How do I infer generics from an extended interface?

Question

I have an interface with a generic field, sort of like

interface HasVal<T> {
    val: T
}

I want to create a function like get_val which accepts any HasVal implementer and returns it's val:

function get_val<T, Hv extends HasVal<T>>(hv: Hv): T {
    return hv.val
}

This doesn't work, because T doesn't get narrowed for some reason:

class MyVal {
    val = "hello world!"
}

let u = get_val(new MyVal());
// type of u is unknown :(

Is there a type signature for get_val that will return the proper type without requiring the caller to specify it?

Answer 1

The problem with

declare function get_val<T, Hv extends HasVal<T>>(hv: Hv): T;

is that generic constraints are not used as inference sites for other generic type arguments. (Such a feature was suggested at microsoft/TypeScript#7234 but eventually declined in favor of other techniques.) So while Hv can be inferred from the hv argument, T cannot be inferred from the Hv extends HasVal<T> constraint. There's pretty much nowhere from which T can be inferred, so it falls back to the implicit unknown constraint, and you get the undesirable behavior.

---

Given this example, I'd be inclined to just remove the Hv type parameter entirely.
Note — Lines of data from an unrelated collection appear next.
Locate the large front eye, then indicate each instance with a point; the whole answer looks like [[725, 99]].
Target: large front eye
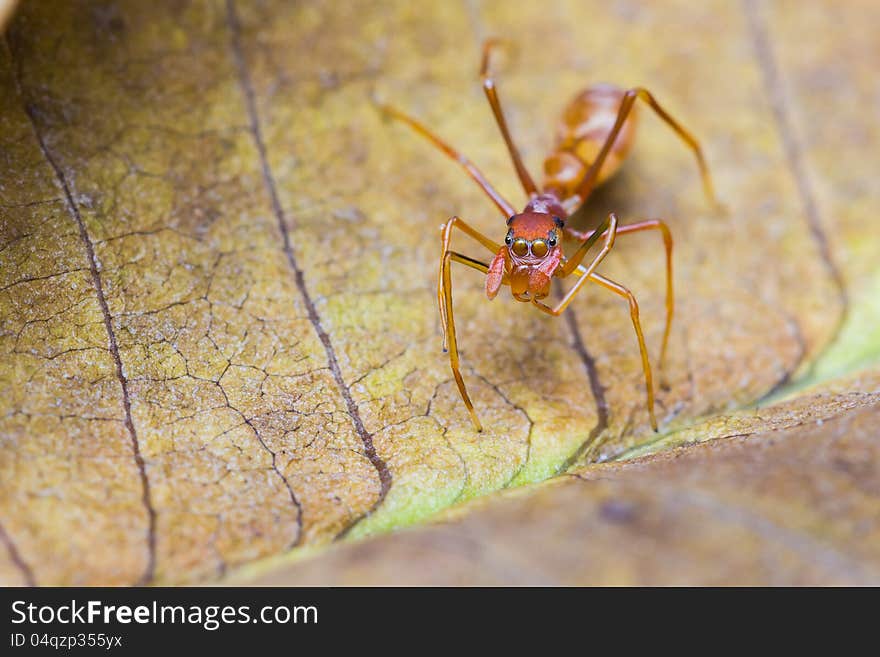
[[520, 247]]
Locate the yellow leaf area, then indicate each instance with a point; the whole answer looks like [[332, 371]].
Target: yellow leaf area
[[219, 339]]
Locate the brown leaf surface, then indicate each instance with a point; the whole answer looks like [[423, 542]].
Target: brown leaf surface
[[768, 509], [218, 329]]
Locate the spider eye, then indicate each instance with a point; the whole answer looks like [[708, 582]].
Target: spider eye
[[539, 248], [520, 247]]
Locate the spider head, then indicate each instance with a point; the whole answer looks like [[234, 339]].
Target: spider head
[[534, 251]]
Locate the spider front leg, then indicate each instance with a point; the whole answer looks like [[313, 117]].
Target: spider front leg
[[492, 96], [634, 314], [650, 224], [444, 297]]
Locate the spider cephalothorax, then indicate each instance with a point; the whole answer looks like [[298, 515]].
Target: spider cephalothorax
[[531, 255], [596, 135]]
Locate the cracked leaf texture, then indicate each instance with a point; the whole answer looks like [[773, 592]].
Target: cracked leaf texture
[[220, 347]]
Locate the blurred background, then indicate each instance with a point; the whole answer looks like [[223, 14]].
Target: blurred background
[[221, 352]]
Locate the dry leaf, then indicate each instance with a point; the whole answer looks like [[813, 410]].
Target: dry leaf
[[218, 328]]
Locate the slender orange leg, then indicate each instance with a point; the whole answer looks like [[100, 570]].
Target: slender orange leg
[[471, 169], [610, 232], [446, 288], [619, 289], [492, 96], [651, 224], [446, 240], [626, 105], [634, 314], [444, 295]]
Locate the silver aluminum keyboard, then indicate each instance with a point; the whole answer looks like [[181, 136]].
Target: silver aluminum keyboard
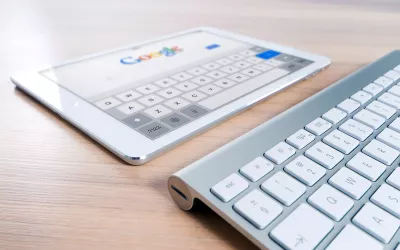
[[322, 175]]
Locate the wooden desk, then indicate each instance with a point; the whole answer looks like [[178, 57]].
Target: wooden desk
[[60, 190]]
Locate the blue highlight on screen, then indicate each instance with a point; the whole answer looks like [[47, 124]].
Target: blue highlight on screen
[[268, 54], [212, 46]]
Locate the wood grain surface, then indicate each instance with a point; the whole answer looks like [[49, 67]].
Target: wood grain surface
[[61, 190]]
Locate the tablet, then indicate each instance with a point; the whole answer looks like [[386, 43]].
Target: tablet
[[142, 99]]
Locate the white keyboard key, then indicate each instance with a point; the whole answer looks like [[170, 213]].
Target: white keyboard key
[[384, 81], [394, 75], [169, 92], [256, 169], [388, 198], [242, 64], [229, 69], [356, 129], [340, 141], [176, 103], [254, 60], [157, 111], [361, 97], [300, 139], [108, 103], [334, 115], [381, 152], [318, 126], [263, 67], [394, 178], [390, 100], [397, 68], [166, 82], [377, 222], [130, 108], [150, 100], [237, 77], [350, 183], [128, 96], [186, 86], [202, 80], [197, 71], [273, 62], [381, 109], [230, 187], [349, 105], [236, 57], [366, 166], [395, 90], [251, 72], [225, 83], [303, 229], [370, 119], [258, 208], [247, 53], [194, 96], [183, 76], [395, 125], [211, 66], [283, 188], [373, 89], [147, 89], [241, 89], [351, 238], [324, 155], [390, 137], [224, 61], [210, 89], [215, 74], [280, 152], [305, 170], [331, 202]]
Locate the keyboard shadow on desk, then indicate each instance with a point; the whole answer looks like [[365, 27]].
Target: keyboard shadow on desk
[[63, 124]]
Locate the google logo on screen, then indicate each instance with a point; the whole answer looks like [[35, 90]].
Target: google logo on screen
[[129, 60]]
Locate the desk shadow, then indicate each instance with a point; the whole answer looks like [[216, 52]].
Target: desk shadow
[[56, 118]]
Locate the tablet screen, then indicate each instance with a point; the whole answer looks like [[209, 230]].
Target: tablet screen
[[162, 85]]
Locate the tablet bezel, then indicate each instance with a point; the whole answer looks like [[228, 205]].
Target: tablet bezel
[[131, 146]]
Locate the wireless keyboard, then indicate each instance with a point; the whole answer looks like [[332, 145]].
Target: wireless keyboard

If you want to infer T from an input of type HasVal<T>, tell the compiler that hv is of type HasVal<T> directly, not indirectly via a constraint:

function get_val<T>(hv: HasVal<T>): T {
    return hv.val
}

And now things behave as desired:

let u = get_val(new MyVal());
// let u: string

T is inferred as string because a MyVal instance is seen as a valid HasVal<string>.

Playground link to code

Answer 2

If you need a generic that adheres to some interface that also has a generic, you can do this too:

interface Yeah<T> {
  val: T
}

function woo<T, U>(yeaher: T & Yeah<U>) {
  // ...
}